第126回 大抵の舌癌は切らないで治る

2012年02月05日

藤田保健衛生大学 歯科口腔外科助教授 日比 五郎 第126回 H13.5.14

 舌がんの新しい治療法を私たちは開発し、大きな成果を上げています。その治療法は制がん剤の動脈投与と放射線治療の併用療法です。
 実際の治療はまず、ペプコマイシンを頸内に持続投与します。その後、放射線治療を1週間に5回、最大6週間照射します。すると、舌がんはものの見事に消滅しています。従来の治療法だと、手術しなければなりませんでした。手術だと、手術後の後遺症が残り、そのため、社会復帰したとしても患者さんには大きな苦しみが残ります。
 しかし、私たちが行っている治療法だと、手術は一切しないわけですから、後遺症はほとんどありません。首のリンパ節に転移したがんには治療は難しいというのが医学界の常識になっていますが、そうしたケースでも私たちの開発した治療法は効きます。まだ多くの先生方は半信半疑ですが、効かせるように工夫して治療をしており、治るようになりました。

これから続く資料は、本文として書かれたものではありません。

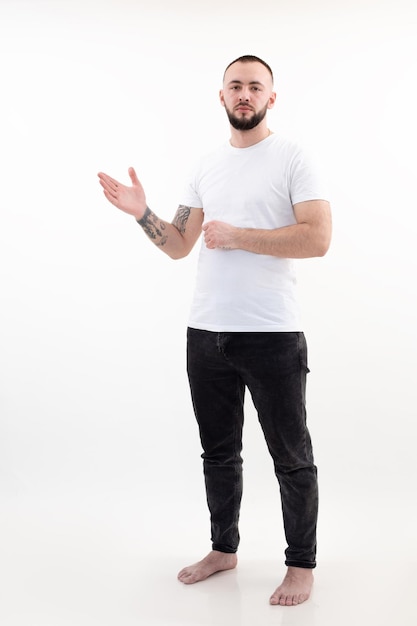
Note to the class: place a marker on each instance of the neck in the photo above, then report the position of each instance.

 この治療法はほとんどのがんに良く効きます。しかし中にはこの治療法が効かないケースもあります。そうした場合は他のいくつかの制がん剤を組み合わせて用いると大変大きな効果を現しました。
 私たちはこの治療法を「動中化学放射線同時療法」と名付け、20年前から舌がんを始め、すべての口腔がんの治療に導入していますが、治療成績は飛躍的に良くなりました。また、関連した学会で積極的に発表しており、大きな反響を呼んでいます。

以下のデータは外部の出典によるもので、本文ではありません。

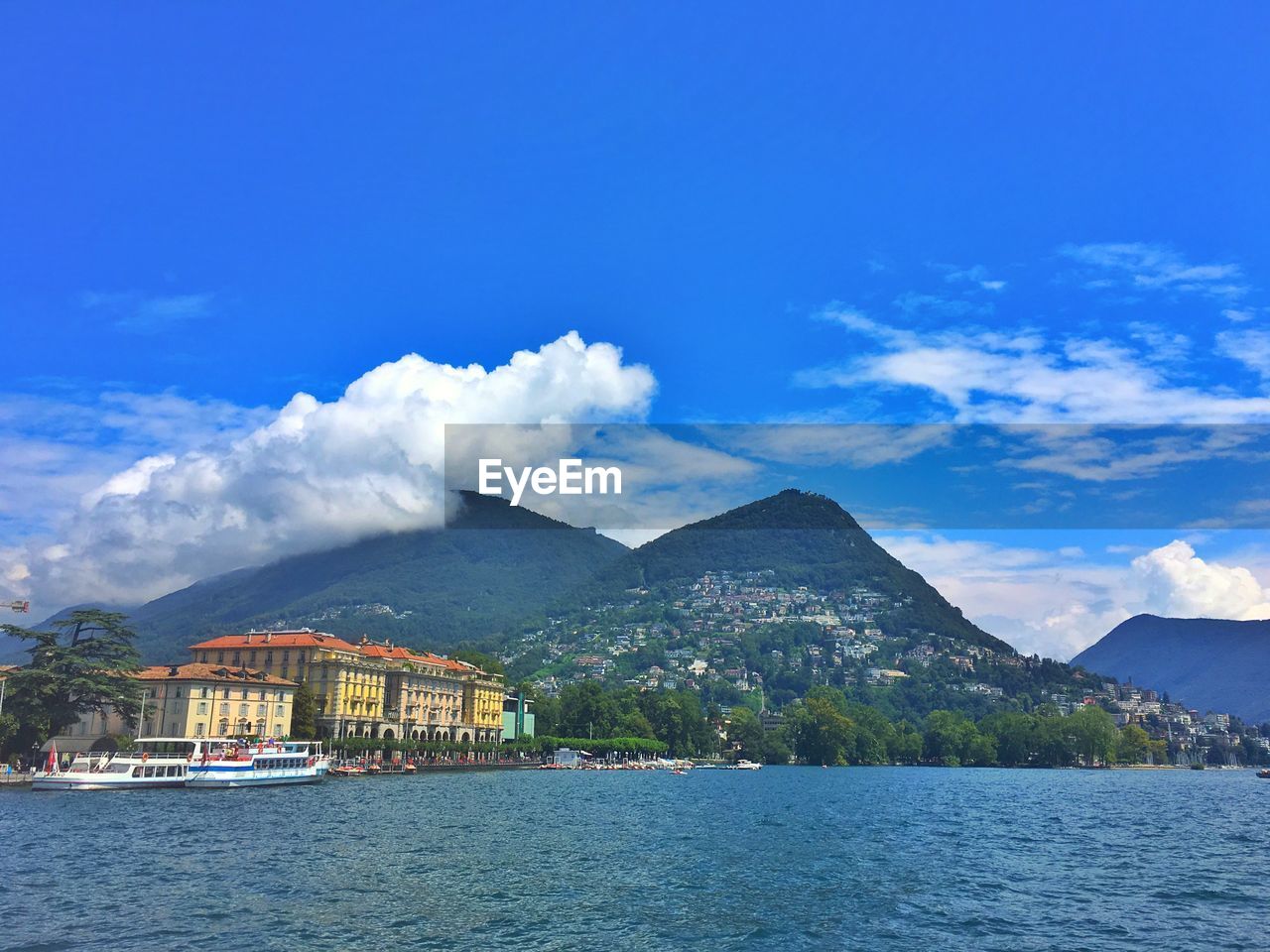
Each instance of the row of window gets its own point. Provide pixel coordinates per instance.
(286, 763)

 がんを含む口の中の異常は、鏡を見れば自分で見つけることができます。従ってよほどのことがない限り自分で早期に異常に気づくことができます。ところが、早期の段階で異常に気づく人が少ないのが実情です。見た目がおかしい、触るとシコリがあって固い― といった異常が3週間経っても治らない場合はすぐに診療を受けてください。